This data visualization shows the strongly connected network of popular YouTube channels with a reactionary right ideology that follow and feature each other. We uncovered this online community during several months of research on how users are exposed to extremist content on YouTube and what role extremist vloggers and the YouTube recommendation algorithm play in the real-life radicalization of viewers.
We reveal the connections between these channels around themes like antisemitism, anti-feminism and white supremacy and show how this can easily lead viewers down a rabbit hole of increasingly extremist content, even if the recommendation algorithm itself is not biassed.
Unlike other research, we did not only look at the videos that the YouTube algorithm recommends, but also unearthed the underlying community of reactionary right channels that follow and feature each other. Moreover, we reconstructed the journey of users through this network using tens of millions of their comments and interviewed some of these people about the development of their views.

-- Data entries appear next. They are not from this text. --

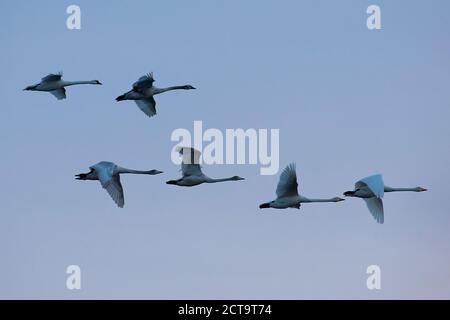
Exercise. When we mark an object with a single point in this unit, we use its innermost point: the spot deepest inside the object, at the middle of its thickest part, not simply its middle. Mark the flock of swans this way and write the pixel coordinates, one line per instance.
(371, 189)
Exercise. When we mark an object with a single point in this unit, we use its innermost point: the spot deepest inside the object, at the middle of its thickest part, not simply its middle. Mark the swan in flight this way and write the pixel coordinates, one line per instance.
(143, 92)
(371, 189)
(287, 193)
(191, 171)
(54, 84)
(108, 174)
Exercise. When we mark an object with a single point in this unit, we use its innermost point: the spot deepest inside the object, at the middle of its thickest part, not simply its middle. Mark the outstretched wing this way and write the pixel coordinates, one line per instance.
(144, 82)
(111, 183)
(374, 183)
(191, 161)
(287, 185)
(148, 106)
(60, 93)
(375, 206)
(52, 77)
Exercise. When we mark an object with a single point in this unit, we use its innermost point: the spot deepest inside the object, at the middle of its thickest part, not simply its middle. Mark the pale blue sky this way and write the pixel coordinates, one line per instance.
(349, 102)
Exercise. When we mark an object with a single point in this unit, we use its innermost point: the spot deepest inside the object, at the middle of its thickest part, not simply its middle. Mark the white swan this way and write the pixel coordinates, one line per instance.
(371, 189)
(191, 171)
(143, 92)
(287, 193)
(108, 174)
(54, 84)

To uncover the network of reactionary right channels, we compiled a list of YouTube accounts that are considered to be extremist right by anti-fascism experts, academic researchers and various media sources. Using the ‘YouTube Data Tool’ of the Digital Methods Initiative we then collected all followers, subscriptions and featured channels of these accounts. We filtered the resulting collection of channels by hand and iterated this search procedure several times. Of the final 1500 channels we collected the videos, comments and other additional information from the YouTube API, using Python scripts. We also transcribed 400.000 videos using the youtube-dl Python library. Data on the monthly number of views and subscribers of the channels were obtained from Socialblade, which also provides a measure for the influence that popular channels have.

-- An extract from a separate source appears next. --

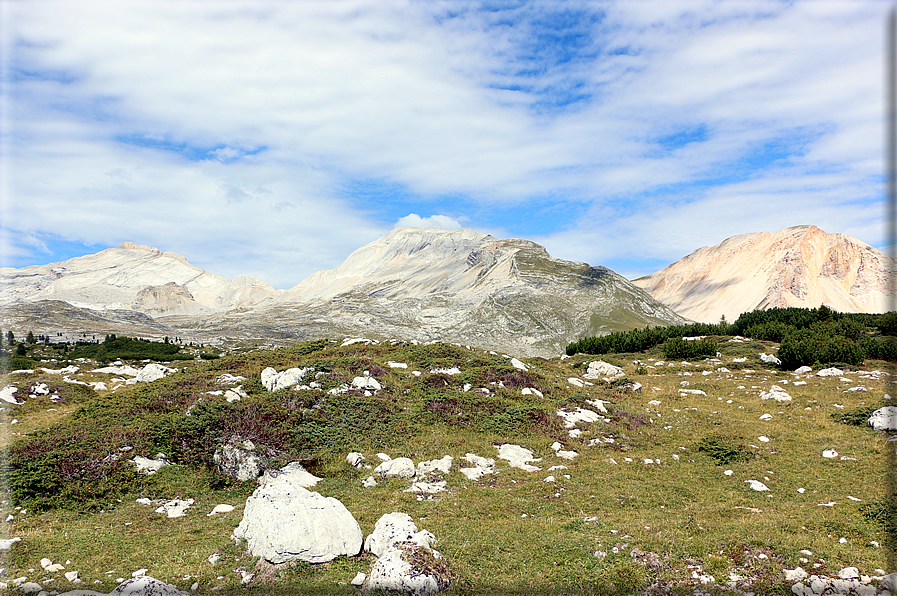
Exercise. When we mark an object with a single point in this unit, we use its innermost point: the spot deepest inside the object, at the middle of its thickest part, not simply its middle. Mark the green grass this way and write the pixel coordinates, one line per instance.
(509, 532)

We analyzed these data with the help of statisticians, media scientists and algorithm experts, partially through two hackathon days in september and october. For our understanding, we also simply watched hundreds of the most popular videos we surfaced.
What was the hardest part of this project?
One of the hard parts was to identify the thematic character of the different channels. This involved watching many of these YouTube videos (and transcripts) and classifying the type of content. Also tracking down and interviewing radicalized users was difficult.
What can others learn from this project?
To sketch the full picture you need to consult with the data, experts and users alike.